Working paper by Adrien d’Avernas, Vincent Maurin and Quentin Vandeweyer May 14, 2022.
Many financial markets have fallen sharply in recent weeks. The collapse in cryptocurrencies has been even more dramatic. The fall was particularly sharp for stablecoins, crypto currencies designed to be pegged to the value of traditional currencies, often the U.S. dollar. One of the largest stablecoins, Terra, collapsed and lost all of its value.
In this paper, the authors study algorithmic stablecoins and provide a dynamic model that might help understand what’s going on with Terra.
What’s an algorithmic stablecoin?
Fundamentally the idea is simple: you maintain a peg by dynamically adjusting stablecoin supply to match the demand so that the price doesn’t change.
How is that possible? Creating more stablecoins to accommodate a positive demand shock is easy: you launch the printing press. The problem comes from removing stablecoins in buy-back operations because you need to give something in exchange.
Algorithmic platforms solve that problem by buying stablecoins today and selling claims to future stablecoin distribution called a “governance token.” This is the Luna token for Terra and equity shares in the real world. In other words, to reduce the supply of stablecoins, you have to dilute your shareholders.

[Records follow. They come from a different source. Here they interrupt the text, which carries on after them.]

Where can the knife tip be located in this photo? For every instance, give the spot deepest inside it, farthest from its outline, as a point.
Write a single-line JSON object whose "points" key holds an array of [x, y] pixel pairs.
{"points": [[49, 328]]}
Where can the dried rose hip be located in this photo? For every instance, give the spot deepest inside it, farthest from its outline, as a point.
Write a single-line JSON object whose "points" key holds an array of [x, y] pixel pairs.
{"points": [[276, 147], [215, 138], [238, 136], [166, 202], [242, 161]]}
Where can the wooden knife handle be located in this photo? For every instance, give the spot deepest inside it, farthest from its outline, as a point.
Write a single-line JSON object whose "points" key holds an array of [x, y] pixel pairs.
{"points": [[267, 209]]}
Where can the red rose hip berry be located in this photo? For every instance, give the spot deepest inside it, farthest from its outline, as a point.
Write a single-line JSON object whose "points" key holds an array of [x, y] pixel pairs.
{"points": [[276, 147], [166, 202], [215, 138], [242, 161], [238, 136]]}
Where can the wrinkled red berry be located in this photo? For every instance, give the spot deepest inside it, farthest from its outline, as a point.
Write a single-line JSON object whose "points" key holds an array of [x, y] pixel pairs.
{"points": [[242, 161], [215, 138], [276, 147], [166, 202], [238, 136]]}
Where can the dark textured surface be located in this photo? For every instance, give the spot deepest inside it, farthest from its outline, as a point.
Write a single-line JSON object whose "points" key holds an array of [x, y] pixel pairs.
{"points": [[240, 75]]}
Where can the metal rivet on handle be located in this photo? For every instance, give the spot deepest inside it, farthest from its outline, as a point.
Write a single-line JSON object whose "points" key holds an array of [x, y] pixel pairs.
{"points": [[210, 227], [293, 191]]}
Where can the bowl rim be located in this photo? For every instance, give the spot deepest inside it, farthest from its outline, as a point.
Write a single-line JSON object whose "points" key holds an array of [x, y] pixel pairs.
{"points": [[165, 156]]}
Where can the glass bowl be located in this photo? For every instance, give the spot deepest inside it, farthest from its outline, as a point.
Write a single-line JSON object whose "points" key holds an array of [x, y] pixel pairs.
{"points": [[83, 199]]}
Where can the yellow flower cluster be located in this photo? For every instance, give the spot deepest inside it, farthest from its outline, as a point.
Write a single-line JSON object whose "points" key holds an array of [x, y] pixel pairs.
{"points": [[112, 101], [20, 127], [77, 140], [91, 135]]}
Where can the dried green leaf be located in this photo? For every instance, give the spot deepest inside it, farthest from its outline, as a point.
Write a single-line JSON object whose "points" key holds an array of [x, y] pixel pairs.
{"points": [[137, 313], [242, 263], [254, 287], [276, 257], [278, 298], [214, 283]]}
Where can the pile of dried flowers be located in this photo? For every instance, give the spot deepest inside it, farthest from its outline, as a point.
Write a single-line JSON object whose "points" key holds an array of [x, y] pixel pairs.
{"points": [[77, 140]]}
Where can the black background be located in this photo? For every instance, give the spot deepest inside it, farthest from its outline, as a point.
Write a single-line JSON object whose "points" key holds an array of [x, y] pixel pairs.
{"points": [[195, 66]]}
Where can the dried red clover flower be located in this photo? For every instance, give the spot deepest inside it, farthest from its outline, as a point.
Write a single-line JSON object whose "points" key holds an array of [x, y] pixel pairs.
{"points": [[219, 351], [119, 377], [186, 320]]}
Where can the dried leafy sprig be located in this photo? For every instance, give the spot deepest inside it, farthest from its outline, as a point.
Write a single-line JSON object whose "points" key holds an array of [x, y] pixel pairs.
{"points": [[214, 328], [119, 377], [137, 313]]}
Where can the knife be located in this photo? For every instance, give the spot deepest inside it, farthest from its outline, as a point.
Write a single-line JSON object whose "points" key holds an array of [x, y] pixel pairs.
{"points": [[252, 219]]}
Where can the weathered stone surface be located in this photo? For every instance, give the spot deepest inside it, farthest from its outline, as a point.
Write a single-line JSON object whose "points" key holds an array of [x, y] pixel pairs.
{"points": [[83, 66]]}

Pure algorithmic stablecoin will always have a zero-value equilibrium no matter what you do. The price of stablecoins depends on their user value and the ability of the platform to keep the peg, which itself depends on the price of stablecoins. Hence there always exists a fixed point with no stablecoin value.
This zero-value equilibrium is complemented by another one in which the platform maintains the peg and has a positive value, provided that the platform keeps growing and is able to commit to dynamic supply adjustments.

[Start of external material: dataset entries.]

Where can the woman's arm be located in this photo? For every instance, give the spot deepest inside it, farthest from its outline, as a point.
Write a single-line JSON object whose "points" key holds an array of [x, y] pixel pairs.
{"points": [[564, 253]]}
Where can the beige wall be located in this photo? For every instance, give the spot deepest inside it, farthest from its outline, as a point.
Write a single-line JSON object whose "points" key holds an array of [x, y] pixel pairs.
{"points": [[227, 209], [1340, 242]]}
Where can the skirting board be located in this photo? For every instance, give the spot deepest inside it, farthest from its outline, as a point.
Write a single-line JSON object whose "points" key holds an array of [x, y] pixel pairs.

What’s the catch, and what happened to Terra?
First, this second equilibrium only exists when the demand for stablecoins keeps growing. You need to be able to create future coins to justify governance token valuation. That’s the Ponzi element that many are talking about.

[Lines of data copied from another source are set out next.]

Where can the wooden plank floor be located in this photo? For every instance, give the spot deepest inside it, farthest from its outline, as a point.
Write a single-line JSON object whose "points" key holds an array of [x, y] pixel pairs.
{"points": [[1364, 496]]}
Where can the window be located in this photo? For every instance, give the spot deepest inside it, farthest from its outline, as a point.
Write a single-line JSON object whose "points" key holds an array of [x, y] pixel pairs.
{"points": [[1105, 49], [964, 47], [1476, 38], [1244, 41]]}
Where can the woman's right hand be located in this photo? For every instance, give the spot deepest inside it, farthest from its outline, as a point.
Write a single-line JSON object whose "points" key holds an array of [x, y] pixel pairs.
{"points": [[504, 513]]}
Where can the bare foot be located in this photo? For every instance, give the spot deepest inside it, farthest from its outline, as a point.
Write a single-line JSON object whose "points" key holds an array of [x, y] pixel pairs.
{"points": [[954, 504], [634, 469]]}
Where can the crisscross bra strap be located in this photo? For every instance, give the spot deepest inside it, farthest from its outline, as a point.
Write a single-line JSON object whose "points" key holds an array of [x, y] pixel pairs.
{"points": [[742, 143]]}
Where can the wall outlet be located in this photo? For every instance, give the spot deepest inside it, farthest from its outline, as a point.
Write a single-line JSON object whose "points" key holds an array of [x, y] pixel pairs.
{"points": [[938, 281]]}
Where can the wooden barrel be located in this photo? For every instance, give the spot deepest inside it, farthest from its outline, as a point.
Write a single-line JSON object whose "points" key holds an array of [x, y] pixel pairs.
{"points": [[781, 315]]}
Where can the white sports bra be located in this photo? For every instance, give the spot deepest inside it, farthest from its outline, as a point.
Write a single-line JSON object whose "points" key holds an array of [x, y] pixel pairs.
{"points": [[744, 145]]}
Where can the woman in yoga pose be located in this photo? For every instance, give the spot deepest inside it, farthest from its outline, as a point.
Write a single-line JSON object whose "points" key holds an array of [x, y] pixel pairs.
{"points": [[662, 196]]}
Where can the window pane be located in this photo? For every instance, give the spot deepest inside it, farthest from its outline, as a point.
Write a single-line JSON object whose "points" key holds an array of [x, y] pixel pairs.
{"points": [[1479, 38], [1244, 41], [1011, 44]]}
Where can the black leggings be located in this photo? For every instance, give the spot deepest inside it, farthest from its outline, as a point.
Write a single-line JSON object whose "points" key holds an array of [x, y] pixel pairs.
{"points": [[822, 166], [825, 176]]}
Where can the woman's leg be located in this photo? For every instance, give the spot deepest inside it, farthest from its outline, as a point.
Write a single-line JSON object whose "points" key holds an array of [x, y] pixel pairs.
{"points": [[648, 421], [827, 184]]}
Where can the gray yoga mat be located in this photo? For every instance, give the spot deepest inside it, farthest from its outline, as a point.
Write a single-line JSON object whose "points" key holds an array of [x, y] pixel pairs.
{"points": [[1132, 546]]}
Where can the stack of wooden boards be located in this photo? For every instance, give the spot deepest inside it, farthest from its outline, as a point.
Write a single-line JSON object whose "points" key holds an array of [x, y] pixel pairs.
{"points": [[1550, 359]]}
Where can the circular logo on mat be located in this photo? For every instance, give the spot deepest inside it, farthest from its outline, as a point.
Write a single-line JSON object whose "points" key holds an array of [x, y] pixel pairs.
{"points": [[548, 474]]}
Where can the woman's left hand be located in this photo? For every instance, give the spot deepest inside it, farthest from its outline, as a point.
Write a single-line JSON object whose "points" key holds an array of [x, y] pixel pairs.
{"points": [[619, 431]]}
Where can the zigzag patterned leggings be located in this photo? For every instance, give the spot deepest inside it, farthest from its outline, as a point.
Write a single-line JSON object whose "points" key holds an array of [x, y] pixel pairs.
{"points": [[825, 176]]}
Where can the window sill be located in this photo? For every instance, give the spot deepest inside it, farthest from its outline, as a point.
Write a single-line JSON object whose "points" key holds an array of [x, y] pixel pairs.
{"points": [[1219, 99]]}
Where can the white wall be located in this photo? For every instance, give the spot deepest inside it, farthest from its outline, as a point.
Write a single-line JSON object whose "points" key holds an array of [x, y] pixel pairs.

Second, although this second stable-peg equilibrium is able to accommodate small demand shocks, it is vulnerable to large negative shocks. This arises when the shock is so large that the system has to remove more reserves than what all governance tokens are worth.
This could, for instance, be generated by a speculative attack on the platform driven by speculators shorting the stablecoin and betting on the platform breaking the buck.
This is likely what happened to Terra between May 9 and 11, as Luna's price fell from $89 per coin to less than a dollar, and today virtually zero. The platform became effectively bankrupt.
What happens then? The platform is unable to make necessary supply reductions as it has nothing to sell to buy back stablecoins. The price of the governance token is zero because buying at a positive value results in the platform expropriating you to reduce stablecoin supply.
Stablecoin price fluctuates between zero and one as investors are betting for demand to resume to a point where buying back stablecoins and restoring the peg becomes profitable. The alternative is that it gets absorbed by the zero-value equilibrium.